Monday, May. 17, 1976

Kissinger: A Growing Issue

As he headed for lunch in Nairobi last week, Secretary of State Henry Kissinger was besieged by reporters with questions about President Ford's latest primary defeats. "Why blame me?" Kissinger replied. "I was out of the country." Nevertheless, he added, he was checking every morning to make sure that his plane was still parked at the Nairobi airport.

Behind the lighthearted banter was a grimly sober realization: every time Ford loses a primary, Kissinger is bound to get some--or much--of the blame. When the President lost the North Carolina primary, for example, his confidant Mel Laird and his campaign chairman Rogers Morton both remarked that Kissinger would not remain in office much longer. After the more critical setbacks in Texas and Indiana, Kissinger was under even greater fire from a number of top Republicans and White House aides.

Ford's staff was especially outraged that Kissinger gave his speech calling for black majority rule in southern Africa only four days before the Texas primary. "The s.o.b. cost us 100,000 votes," complained one aide. Said another: "The timing of the Kissinger trip was bad enough. So why did Henry have to be quite so outspoken and provocative in reading the riot act to the Rhodesians? Doesn't he realize that there are people in this country who might, see the situation differently, who might think we're abandoning an old friend under pressure from a lot of screaming,

Johnny-come-lately Communist or radical-leaning black nations?" But, the aide was asked, wasn't Kissinger's line justified, to a great extent, from a policy standpoint? "You mean from a foreign policy standpoint," he retorted in what amounted to a stunning show of political cynicism.

There was, in fact, little evidence that Kissinger's speech had cost the President many votes in Texas, or anywhere else for that matter. The local press did not give the address much play; minds were doubtless made up on other issues. What is more, Kissinger's African speech had been cleared by White House Chief of Staff Richard Cheney and by Ford himself. The President and Kissinger had gone over its outline in two one-hour sessions, and Ford had indicated his decision to support the revised policy at a Cabinet meeting before the Secretary left for Africa. Finally, the timing was dictated not by Kissingerian whim but by a long-scheduled United Nations trade meeting in Kenya (see THE WORLD); Kissinger did not just wander aimlessly into the Dark Continent.

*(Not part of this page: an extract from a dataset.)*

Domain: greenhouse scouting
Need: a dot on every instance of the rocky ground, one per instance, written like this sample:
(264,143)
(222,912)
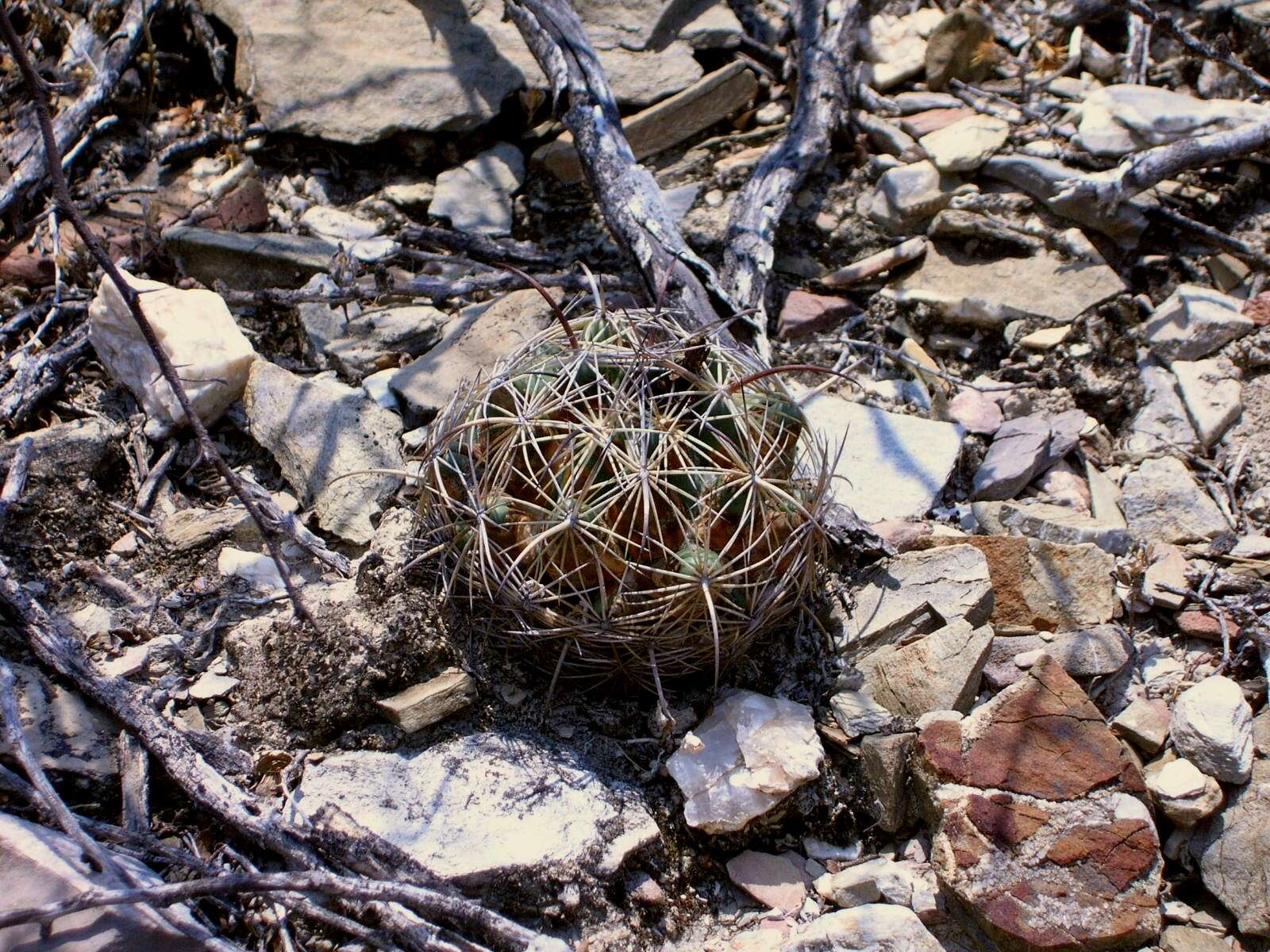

Yet, there was no doubt that Ronald Reagan believed attacking Secretary Kissinger was good politics. Again and again the Californian lashed out at the Administration for adopting the policies that have inflamed the Republican right wing: Kissinger's having "bowed and scraped" before the Soviet Union in his efforts to maintain detente; his negotiations to "give away" the Panama Canal; his overtures to Fidel Castro last year; his purported pessimism about the future of America and the free world.

Kissinger thus seems bound to become more, not less of a campaign issue as the primaries proceed, and a number of Congressmen have been increasingly critical of him in recent days. After the President met with G.O.P. Hill leaders last week, Michigan Senator Robert Griffin was asked if any of the legislators had called for Kissinger's resignation during the session. Replied Griffin: "There was one who suggested that Secretary Kissinger ought to go."

Even so, the President seems as determined as ever to keep him on. Nor would Ford blame Kissinger for his primary defeats. At a Rose Garden press conference last week, the President said that his staff was analyzing the "total picture." He doubted if any single issue, such as foreign policy, could explain the defeats. "I am sure it was a combination of many, many things." If the election analysis proved Kissinger to be a liability, a reporter asked, would his post be in jeopardy? Replied Ford: "Not at all."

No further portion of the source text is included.